Saldırıda yaralı kurtulan isimlerden biri olan Tarim Orkam Sen Eskişehir Şube yöneticilerinden Kutsi Adım, Kobanê’nin özgürleştirilmesinin ardından şehrin inşası için bir şeyler yapmak istediğini söyledi. Adım, “Kobane’de yaşananlara duyarsız kalmam beklenemezdi. Genci, yaşlısı herkes bir tuğla koymak için çabalıyordu. Ben de bu sebeplerden dolayı katıldım, Kobanê’ye doğru yola çıktım” dedi.

Adım, katliamda yaralandığını ve 10 yıldır adalet arayışlarının devam ettiğini söyledi. Adım, “Meclis’te defalarca soru önergesi verildi, araştırma talepleri reddedildi. Ancak adalet talebimit karşılanmadı. Suruç’ta kaybettiğimiz arkadaşlarımızdan birisinin annesi halen tutsak. Katliam yapanlar yerine katliamda çocuğunu kaybeden arkadaşlarımız yargılanıyor. Suruç Katliamı’nın aydınlatılması demek 10 Ekim Ankara Gar Katliamı’nın, Madımak’ın aydınlatılması demek. Çünkü bu katliamlar hepsi sadece bir zihniyetin ürünü. 10 yıldır olduğu gibi katliam aydınlatılıncaya kadar mücadelemiz sürecek” diye belirtti.
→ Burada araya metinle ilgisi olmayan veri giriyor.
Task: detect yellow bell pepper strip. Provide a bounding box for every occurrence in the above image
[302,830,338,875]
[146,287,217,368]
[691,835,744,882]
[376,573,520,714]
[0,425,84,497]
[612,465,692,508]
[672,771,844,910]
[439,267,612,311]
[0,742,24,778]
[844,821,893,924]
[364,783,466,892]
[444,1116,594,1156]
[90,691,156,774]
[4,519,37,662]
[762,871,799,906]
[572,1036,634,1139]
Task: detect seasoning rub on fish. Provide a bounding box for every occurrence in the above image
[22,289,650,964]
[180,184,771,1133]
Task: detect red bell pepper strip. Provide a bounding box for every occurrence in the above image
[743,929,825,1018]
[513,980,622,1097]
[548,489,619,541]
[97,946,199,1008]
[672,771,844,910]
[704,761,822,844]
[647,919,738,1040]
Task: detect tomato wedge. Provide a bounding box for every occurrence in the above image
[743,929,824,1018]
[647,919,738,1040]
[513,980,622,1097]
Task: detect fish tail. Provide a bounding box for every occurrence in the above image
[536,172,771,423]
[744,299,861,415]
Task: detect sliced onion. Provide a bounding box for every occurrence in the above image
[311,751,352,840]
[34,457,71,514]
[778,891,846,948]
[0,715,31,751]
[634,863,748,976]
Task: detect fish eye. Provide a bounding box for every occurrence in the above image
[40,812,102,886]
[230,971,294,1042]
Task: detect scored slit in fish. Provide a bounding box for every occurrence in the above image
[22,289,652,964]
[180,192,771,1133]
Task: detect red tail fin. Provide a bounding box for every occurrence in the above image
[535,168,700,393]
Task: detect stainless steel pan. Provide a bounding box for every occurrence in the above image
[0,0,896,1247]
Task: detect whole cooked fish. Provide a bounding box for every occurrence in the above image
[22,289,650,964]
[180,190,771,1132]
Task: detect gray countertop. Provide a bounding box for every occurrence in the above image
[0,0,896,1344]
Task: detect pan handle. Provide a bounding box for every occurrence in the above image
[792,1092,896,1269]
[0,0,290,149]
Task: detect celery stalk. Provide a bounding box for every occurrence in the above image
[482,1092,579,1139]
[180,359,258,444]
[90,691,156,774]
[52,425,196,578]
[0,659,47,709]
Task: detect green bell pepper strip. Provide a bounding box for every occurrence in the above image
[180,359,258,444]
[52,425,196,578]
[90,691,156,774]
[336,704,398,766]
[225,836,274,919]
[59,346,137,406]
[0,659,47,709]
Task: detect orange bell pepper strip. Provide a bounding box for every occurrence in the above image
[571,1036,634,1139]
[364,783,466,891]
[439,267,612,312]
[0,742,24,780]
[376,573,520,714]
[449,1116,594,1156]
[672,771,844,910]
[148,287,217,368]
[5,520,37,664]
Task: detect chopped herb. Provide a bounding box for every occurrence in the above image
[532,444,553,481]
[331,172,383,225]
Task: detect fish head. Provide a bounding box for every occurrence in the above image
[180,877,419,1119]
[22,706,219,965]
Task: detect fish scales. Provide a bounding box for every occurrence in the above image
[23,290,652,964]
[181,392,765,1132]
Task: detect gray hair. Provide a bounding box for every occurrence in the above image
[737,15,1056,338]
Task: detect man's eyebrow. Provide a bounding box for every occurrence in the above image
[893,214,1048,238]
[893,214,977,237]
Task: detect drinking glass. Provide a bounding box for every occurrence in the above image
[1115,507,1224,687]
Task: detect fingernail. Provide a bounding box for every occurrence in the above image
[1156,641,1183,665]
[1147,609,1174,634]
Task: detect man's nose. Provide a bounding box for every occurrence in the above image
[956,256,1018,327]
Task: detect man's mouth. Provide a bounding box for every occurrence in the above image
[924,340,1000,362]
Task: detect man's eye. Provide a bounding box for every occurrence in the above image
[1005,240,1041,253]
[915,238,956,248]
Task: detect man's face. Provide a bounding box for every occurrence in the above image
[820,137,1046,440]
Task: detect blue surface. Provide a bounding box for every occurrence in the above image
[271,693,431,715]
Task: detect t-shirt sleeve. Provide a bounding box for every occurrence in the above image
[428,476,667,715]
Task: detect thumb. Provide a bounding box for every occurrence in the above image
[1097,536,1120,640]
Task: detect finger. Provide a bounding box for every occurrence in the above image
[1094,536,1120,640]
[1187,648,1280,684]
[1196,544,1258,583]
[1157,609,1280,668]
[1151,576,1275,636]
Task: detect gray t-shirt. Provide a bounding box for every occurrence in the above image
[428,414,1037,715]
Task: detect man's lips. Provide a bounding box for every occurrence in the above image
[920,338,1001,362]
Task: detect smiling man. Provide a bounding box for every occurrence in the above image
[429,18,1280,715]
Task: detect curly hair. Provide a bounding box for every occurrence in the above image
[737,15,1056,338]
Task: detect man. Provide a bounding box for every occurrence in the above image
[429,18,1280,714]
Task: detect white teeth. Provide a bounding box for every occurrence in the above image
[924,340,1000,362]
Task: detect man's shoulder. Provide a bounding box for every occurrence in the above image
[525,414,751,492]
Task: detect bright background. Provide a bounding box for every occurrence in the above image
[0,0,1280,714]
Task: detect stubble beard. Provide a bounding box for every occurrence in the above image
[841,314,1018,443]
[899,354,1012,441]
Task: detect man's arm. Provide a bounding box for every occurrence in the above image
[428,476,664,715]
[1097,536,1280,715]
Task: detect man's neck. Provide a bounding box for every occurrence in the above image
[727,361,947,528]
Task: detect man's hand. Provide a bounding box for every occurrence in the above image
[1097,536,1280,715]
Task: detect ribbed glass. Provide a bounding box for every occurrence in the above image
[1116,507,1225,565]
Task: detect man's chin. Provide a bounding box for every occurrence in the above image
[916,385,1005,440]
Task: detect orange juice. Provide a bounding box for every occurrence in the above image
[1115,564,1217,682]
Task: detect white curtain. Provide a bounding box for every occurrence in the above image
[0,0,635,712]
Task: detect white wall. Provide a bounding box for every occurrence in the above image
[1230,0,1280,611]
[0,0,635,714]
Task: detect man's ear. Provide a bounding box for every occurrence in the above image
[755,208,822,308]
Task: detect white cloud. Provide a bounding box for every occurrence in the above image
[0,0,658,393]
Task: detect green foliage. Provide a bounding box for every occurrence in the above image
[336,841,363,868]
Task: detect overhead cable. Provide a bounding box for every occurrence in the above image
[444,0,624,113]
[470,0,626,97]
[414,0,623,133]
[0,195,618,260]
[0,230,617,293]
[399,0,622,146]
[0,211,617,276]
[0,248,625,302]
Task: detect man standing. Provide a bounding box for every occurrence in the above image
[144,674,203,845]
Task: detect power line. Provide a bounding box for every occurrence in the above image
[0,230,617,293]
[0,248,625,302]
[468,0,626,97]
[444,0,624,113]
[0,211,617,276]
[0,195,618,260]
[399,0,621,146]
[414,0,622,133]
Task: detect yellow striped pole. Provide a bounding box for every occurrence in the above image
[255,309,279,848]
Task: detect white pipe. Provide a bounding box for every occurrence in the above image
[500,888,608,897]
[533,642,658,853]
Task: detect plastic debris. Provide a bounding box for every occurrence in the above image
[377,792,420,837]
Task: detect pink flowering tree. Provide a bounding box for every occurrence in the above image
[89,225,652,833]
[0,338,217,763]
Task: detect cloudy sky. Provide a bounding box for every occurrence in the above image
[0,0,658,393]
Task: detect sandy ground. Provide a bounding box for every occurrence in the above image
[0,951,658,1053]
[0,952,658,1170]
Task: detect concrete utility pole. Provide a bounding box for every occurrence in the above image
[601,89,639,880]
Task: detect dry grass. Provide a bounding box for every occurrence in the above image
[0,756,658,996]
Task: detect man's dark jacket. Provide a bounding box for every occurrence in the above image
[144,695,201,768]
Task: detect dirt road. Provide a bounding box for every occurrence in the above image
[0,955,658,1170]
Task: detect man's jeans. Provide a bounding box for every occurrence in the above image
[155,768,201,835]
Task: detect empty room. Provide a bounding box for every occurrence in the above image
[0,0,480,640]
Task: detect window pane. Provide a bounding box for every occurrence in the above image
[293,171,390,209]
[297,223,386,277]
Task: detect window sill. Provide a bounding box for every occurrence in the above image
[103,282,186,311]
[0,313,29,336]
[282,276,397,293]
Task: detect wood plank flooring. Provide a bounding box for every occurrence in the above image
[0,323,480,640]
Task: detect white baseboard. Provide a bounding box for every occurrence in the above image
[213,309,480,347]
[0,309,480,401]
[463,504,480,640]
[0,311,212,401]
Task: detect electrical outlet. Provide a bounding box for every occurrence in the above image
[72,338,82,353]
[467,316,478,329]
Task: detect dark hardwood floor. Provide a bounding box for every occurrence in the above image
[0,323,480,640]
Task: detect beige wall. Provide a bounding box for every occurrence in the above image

Abdullah Öcalan’ın 27 Şubat’ta yaptığı tarihi çağrının sahiplenilmesi gerektiğini vurgulayan Adım, “Çağrı çok kıymetlidir, Abdullah Öcalan’ın yaptığı çağrıya toplumun duyarlılık göstermesi gerekir. Çeşitli sabotajlara, manipülasyonlara izin vermeden barışı toplumsallaştırmak emek örgütlerine, sendikalara, sivil toplum kuruluşlarının görevidir. Barış olursa ancak Suruç, 10 Ekim Ankara Gar, Madımak katliamı aydınlatabilir” ifadelerini kullandı. (MA)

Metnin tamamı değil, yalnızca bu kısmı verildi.